Expressions that no one uses but you

Similar to plnnr - I used to call something I wasn’t sure of the name of, the “cere”. Gramma used to use it all the time - “Get me the book off the cere” (pointing at the table), “Take the towels off the “cere” in the bedroom and put them in the bathroom” (towels were on the bed). Ergo, “cere” was a word for “object you cannot remember the name of at the moment”. I was a clever kid, figuring out a new word on my own. <self-pride>

Didn’t dawn on me til a long time later that “cere” was a verbal corruption of “this here”. <smack>

I use the phrase ‘what flavour?’ as in ‘what sort?’
e.g.
“Do you want to play cards?”
“What flavour?”

I don’t recall if I have met anyone else who uses this …

When I want to threaten to kick someone’s ass, I say I’m going to give them a Thom McAnn enema.

I frequently say “not especially” for “not really”, but I got it from a movie so it can’t be just me who uses it. I’m just the only one I know who does.

I tend to use “Hooly-Booly!” as an expression of surprise or awe.

If a situation neccessitates the use of the term “man” as an expression of being speechless; I tend to say “man - o - man - o - manischewietz”.

All right! Keep 'em coming; I can use some of these. I’m going to see if I can get “You got it, Pontiac!” to catch on locally. I will probably point and make one of those winking-with-ancillary-tongue-clicking noises when I say it, because, well, how could you not.

I also sometimes use “It ain’t no Christmas ham, Pepe!” But that one was made up by The Onion, so it doesn’t really count.

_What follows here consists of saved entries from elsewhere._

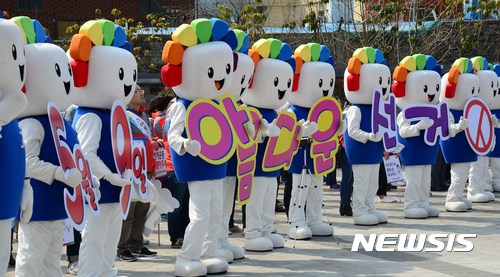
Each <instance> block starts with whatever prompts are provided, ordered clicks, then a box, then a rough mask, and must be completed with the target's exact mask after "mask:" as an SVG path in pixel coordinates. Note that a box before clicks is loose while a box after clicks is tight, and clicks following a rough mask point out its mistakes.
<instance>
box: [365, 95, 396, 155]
mask: <svg viewBox="0 0 500 277" xmlns="http://www.w3.org/2000/svg"><path fill="white" fill-rule="evenodd" d="M371 126H372V132H373V133H375V134H377V133H379V132H382V133H383V134H384V136H383V143H384V149H385V151H386V152H392V151H394V150H395V148H396V146H397V145H398V141H397V139H396V98H395V97H394V94H392V93H389V98H388V99H387V100H384V99H383V98H382V93H381V92H380V91H378V90H375V91H374V92H373V101H372V125H371Z"/></svg>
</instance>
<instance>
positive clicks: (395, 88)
mask: <svg viewBox="0 0 500 277" xmlns="http://www.w3.org/2000/svg"><path fill="white" fill-rule="evenodd" d="M417 70H433V71H436V72H437V73H438V74H439V76H441V72H442V70H441V66H440V65H439V64H438V63H437V61H436V59H435V58H434V57H433V56H430V55H423V54H415V55H413V56H406V57H405V58H404V59H402V60H401V62H400V63H399V65H398V66H397V67H396V69H395V70H394V73H393V74H392V79H394V81H395V82H394V84H392V93H394V95H395V96H396V97H397V98H400V97H404V96H405V94H406V77H408V73H410V72H412V71H417Z"/></svg>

When someone doesn’t know anything about something, I say they don’t know Jack Chick.

I once knew someone who, when he wanted to just say “Sh–”, would say “Muslim”. I.e. Muslim–>Shiite–>… But he was trying to break himself of the habit.

I have vague memories of a radio jingle from my deep, dark past that went something like:'Man, oh Manischewietz, what a wine!"

I say “what’s-his-nuts”.

Close enough; I’ll take it.

Jake?!

I say, As ASAP As Possible.

I also say, ‘quel es der placer’ for ‘what’ if I don’t understand what someone has said. It’s basically made up to sound like a foreign phrase I heard on an old coffee commercial… it’s meaningless as far as I know.

Stan Freberg did a parody of Johnnie Ray’s “Cry” that was called “Try”. There’s a lyric in it that I’ve heard nowhere else. He uses the word “George” as a synonym for “cool” : “'Cause it’s real George to cry” (you have to hear the way he enunciates this line, it’d put you on the floor!)

So I have occasionally proclaimed something to be real George, but people have no idea what I’m talking about, and look at me like I’m from another planet.

I’ve got into the habit of saying plausibly instead of possibly/maybe - it sounds pompous as hell but once it gets in your head …

Also I once knew someone who called the remore, the pe-chewer (as in pe-chew, *pe-chew * - a lame impression of a gun firing)

I use that one all the time, generally referring to animals.

Random stranger: “I have three cats.”
Dogzilla: “What flavor?”

Only we spell it differently… You must be British or Canadian. You can say it with your spelling and I’ll say it with mine and we can both say nobody uses the expression but us…
:smiley:

A betterthinker is a person who thinks they’re better than everybody else.

Malkovich means “okay” or “fine”, as in “Is everything Malkovich with you?” or “Malkovich, thank you. And how are you?”

And I’m trying to get people to start referring to the airport currently known as Newark Liberty as “Ikea International Airport”. If you’ve looked out the window while flying in or out of Terminal C, you know why.

Q: How are you?
A: Fine, as fine as frog fur.
A: As fine as powdered sugar.

I suspect this is not so much unusual as some sort of symptom.

One that I use, that I rarely hear, is “goings on”

i.e. “Just stopped in to see the goings on”

I use the word “cabbage” to mean junk. Like when I clean out the garage, that old pile crap in the corner = cabbage. It derived from the word garbage in a really drawn out accent like gaaahhhbaahhge. Heh.

I also use dang to mean “have sex with”. Like “I danged this hot chick the other day” or “Man, I’d like to dang that”.

Geez, I have a million different expressions and stuff. Most that talk to me (and my brother, we both speak the same) end up picking it up.

So do I, and I know I’ve heard it elsewhere.

I’ll say “froggy” for “foggy,” as in “It’s a little froggy outside this morning.” It’s a morph from a goofy tape recording my friend’s brothers made when they were kids that involved the word “froggy.” I just started using it in a different context – don’t know why.